18.5.04

La plaza Rabin


El sábado en la tarde emergió la cara humana de Israel, sepultada durante cuatro años por la propaganda chovinista del gobierno criminal de Ariel Sharon, por el baño de sangre en curso y por el proyecto alquímico de convertir el Estado Palestino en una jaula nacional. En ese lapso la escalada de violencia alimentada por la oficina del primer ministro y por los grupos terroristas palestinos causó en ambos bandos más destrozos humanos, materiales y morales, que las guerras previas árabe-israelíes. Uno de los saldos más desoladores fue el aislamiento, la marginación y hasta la satanización, en sus respectivas sociedades, de los palestinos y los israelíes que se oponen a la barbarie doble: los atentados suicidas en autobuses repletos de civiles y los bombardeos aéreos contra edificios también repletos de civiles. La ultraderecha israelí asesinó a Yitzhak Rabin, el artífice de la paz; se adueñó del poder y luego destruyó la poca infraestructura institucional palestina que funcionaba como muro de contención al terrorismo desbocado.

Los halcones de Tel Aviv pensaron que de esa forma garantizaban el combustible para una duración indefinida de la violencia que les permitiría, a su vez, perpetuarse en el poder. Pero el año pasado Sharon se dio cuenta de lo que algunos funcionarios estadunidenses empiezan a intuir ahora en el escenario de Irak: que ni siquiera una superioridad militar absoluta y aplastante asegura la victoria de los ocupantes en un territorio resuelto a la soberanía y la independencia. El régimen del Likud ideó, entonces, un “plan de separación unilateral” para dejar un bantustán --bardeado y cercado-- de población palestina en Gaza y robarse una buena parte del territorio cisjordano. Por supuesto, esa salida, que los actuales gobernantes israelíes imaginaron como la solución final al conflicto, multiplicó la exasperación de los sojuzgados, suscitó el rechazo de los colonos judíos en Gaza, quienes rechazaron cualquier propuesta de ser desalojados y reubicados, y provocó una fractura en el partido gobernante, en cuyas filas se rechazó mayoritariamente el plan.

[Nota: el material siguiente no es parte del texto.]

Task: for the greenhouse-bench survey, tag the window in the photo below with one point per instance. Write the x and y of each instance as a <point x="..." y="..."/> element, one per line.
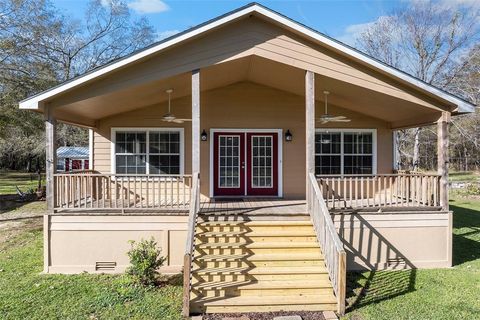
<point x="344" y="152"/>
<point x="61" y="164"/>
<point x="152" y="151"/>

Ahora, cuando resulta claro que Sharon y su gobierno sólo pueden ofrecer a sus compatriotas más sangre, destrucción y degradación moral, Yitzhak Rabin resucitó en cientos de miles de personas en la plaza que lleva su nombre y en la que fue sacrificado, hace nueve años, por un judío que se oponía a la paz. Allí se dieron cita los dirigentes históricos del laborismo, los padres de los soldados abatidos por la resistencia palestina, los miembros del partido progresista Yahad y los de Paz Ahora, así como altos mandos en retiro del ejército y hasta likudistas partidarios de la descolonización de Gaza. Peres señaló, atinadamente, que la manifestación no era el retrato de la izquierda, sino de la nueva mayoría israelí, una mayoría que no apoya la “separación unilateral” de Sharon, moral y humanamente inviable, sino que respalda el inmediato retiro de Gaza y la reanudación del diálogo con la Autoridad Nacional Palestina.

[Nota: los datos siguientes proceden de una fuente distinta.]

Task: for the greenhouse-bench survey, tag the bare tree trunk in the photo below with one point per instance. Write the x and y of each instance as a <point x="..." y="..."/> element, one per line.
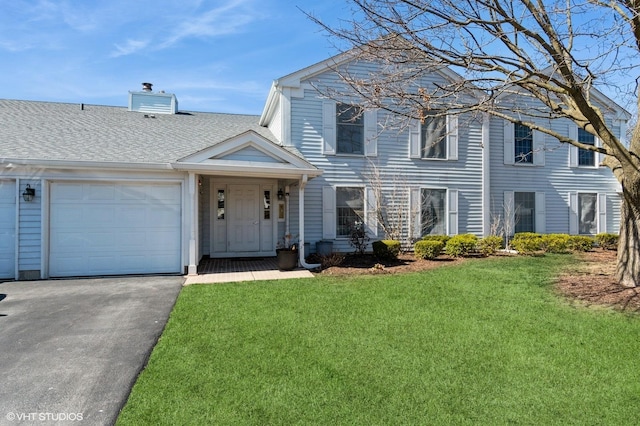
<point x="628" y="266"/>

Ese mismo sábado, en distintas ciudades árabes, miles de palestinos conmemoraron el Día de la Catástrofe (Nakba), el establecimiento del Estado de Israel en el territorio del protectorado británico y el comienzo de la diáspora de millones de habitantes árabes. En esas manifestaciones se exigió el derecho de retorno de los desplazados y refugiados y de sus descendientes, así como la restitución de sus casas y tierras.

Tarde o temprano tendrán que darse la mano los israelíes de la Plaza Rabin y los exiliados que ese mismo día blandían las llaves de sus casas confiscadas. El derecho de Israel a la existencia y a la seguridad no puede pasar por la legalización del despojo y la expulsión. La seguridad israelí no descansa en los helicópteros, los aviones, los tanques y las armas nucleares, sino en la paz con sus vecinos árabes y palestinos y en la convivencia, dentro del propio Israel, de judíos y árabes. Ambos pueblos han pasado por la circunstancia desesperada de aferrarse a una llave ancestral. Las manifestaciones palestinas del sábado recuerdan el soneto de Borges dedicado a los sefardíes:

Abarbanel, Farías o Pinedo,/ arrojados de España por impía/ persecución, conservan todavía/ la llave de una casa de Toledo./ Libres ahora de esperanza y miedo,/ miran la llave al declinar el día;/ en el bronce hay ayeres, lejanía,/ cansado brillo y sufrimiento quedo./ Hoy que su puerta es polvo, el instrumento/ es cifra de la diáspora y del viento,/ afín a esa otra llave del santuario/ que alguien lanzó al azul cuando el romano/ acometió con fuego temerario,/ y que en el cielo recibió una mano.